Ano após ano, a infame marca dos 100 primeiros
policiais mortos parece ser atingida cada vez mais cedo
No final
da década de 1990, a violência urbana no Rio de Janeiro parecia ter chegado ao
capítulo mais sombrio de uma longa história de recrudescimento do confronto
entre as forças policiais do Estado e os criminosos, notadamente os traficantes
de drogas.
A
população, absolutamente indefesa, vivia como podia em meio ao desamparo, ao
medo e ao silêncio a que estava submetida. Tanto a Polícia Militar (PM) como a
Polícia Civil operavam quase sempre um passo atrás dos bandidos e em flagrante
desigualdade de condições materiais. Aquela foi a década em que os traficantes
do Rio passaram a impor seu poder paralelo e sua política de terror por meio
das armas de guerra.
Na
sociedade civil, aquela situação caótica, que não recebia do poder público as
devidas respostas, inspirou a criação de uma série de Organizações Não
Governamentais (ONGs), algumas delas com atuação relevante até hoje, como é o
caso do Disque-Denúncia. Àquela
época, tida como o auge da crise da violência urbana no Estado, morria um
policial a cada cinco dias, de acordo com o Mapeamento da Vitimização de
Policiais no Rio de Janeiro, um estudo feito pelo Instituto de Estudos da
Religião (Iser) em parceria com a Unesco, em 1997.
Pois bem.
Vinte anos depois, morre um policial a cada dois dias no Rio de Janeiro. Em
2017, 100 policiais militares já foram assassinados, um terço deles na Baixada
Fluminense, área do Estado que engloba os municípios de Duque de Caxias, Nova
Iguaçu, Nilópolis, São João de Meriti, Belford Roxo, Queimados e Mesquita. Dos
29 casos ocorridos na região, 15 deles (51%) já foram elucidados pela Delegacia
de Homicídios da Baixada Fluminense (DHBF).
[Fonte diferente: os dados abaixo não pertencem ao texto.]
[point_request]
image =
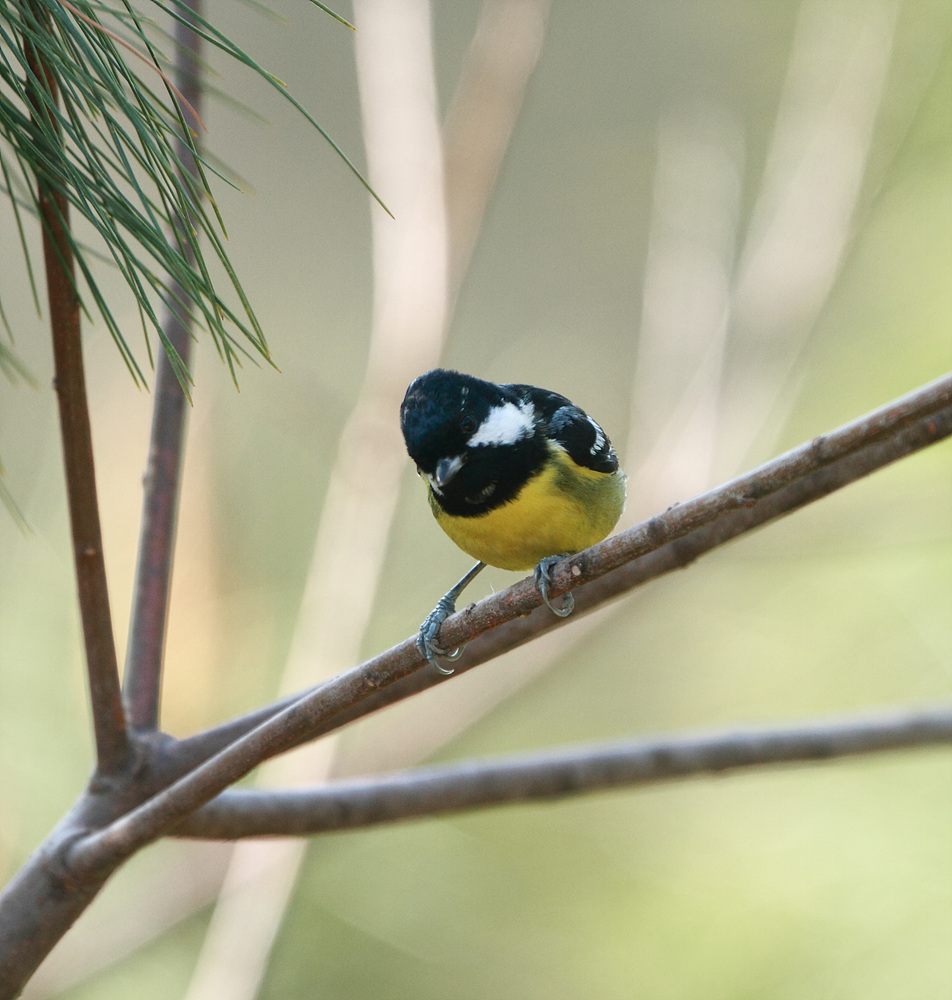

E destes, dez foram execuções
sumárias.
O segundo
sargento Fábio José Cavalcante e Sá, morto com 11 tiros na manhã do último
sábado, foi a centésima baixa nas forças policiais do Estado apenas em 2017.
Ano após ano, a infame marca dos 100 primeiros policiais mortos parece ser
atingida cada vez mais cedo. As mortes
de policiais já seriam suficientemente graves e sentidas caso ocorressem nos
limites do confronto diário que marca a profissão, sobretudo em um Estado
crítico por sua posição “estratégica” no tráfico internacional de drogas como é
o Rio de Janeiro. Mas muitas dessas mortes ocorreram quando os policiais
estavam fora de serviço, seja em dias de folga, seja realizando os chamados
“bicos”, serviços de segurança particular para complementar sua baixa
remuneração.
Em nota
oficial após a morte do sargento Cavalcante, o governador do Rio de Janeiro, Luiz
Fernando Pezão, comparou a terroristas os bandidos que, portando fuzis de
assalto, ceifam a vida dos agentes do Estado. De fato, o modo sorrateiro dos
ataques, muitas vezes impossibilitando a defesa das vítimas, é comparável a
atos de terrorismo. A própria atuação despreocupada e ostensiva do banditismo
fluminense configura uma clara afronta à própria noção clássica de Estado como
a entidade detentora do monopólio do uso da violência.
Diante do
descalabro que se instalou no Rio, as reações, em geral, soam previsíveis e
conformadas, tanto as do governo do Estado como as dos que a ele se opõem. Não
raro, os partidos de oposição têm recorrido ao rasteiro debate
político-ideológico para tratar da questão da violência urbana, deixando em
segundo plano a abordagem propositiva que os qualificaria como uma oposição
responsável. Desprotegida
sob um céu de chumbo e uma inócua guerra retórica entre governo e oposição está
a população fluminense, cada vez mais acuada. Há muito a população não confia
nas forças policiais.
E tem carradas de razões para tal. Agora, é a própria
polícia que não confia em si mesma. “Parece que a gente está numa fila
esperando a nossa vez”, disse ao Estado a cabo Louzada, da PM do Rio, única
mulher a participar da ocupação do Complexo do Alemão.
Passa da
hora de o Estado assumir suas responsabilidades, começando pela reforma da
polícia, e acabar com essa sensação de desalento.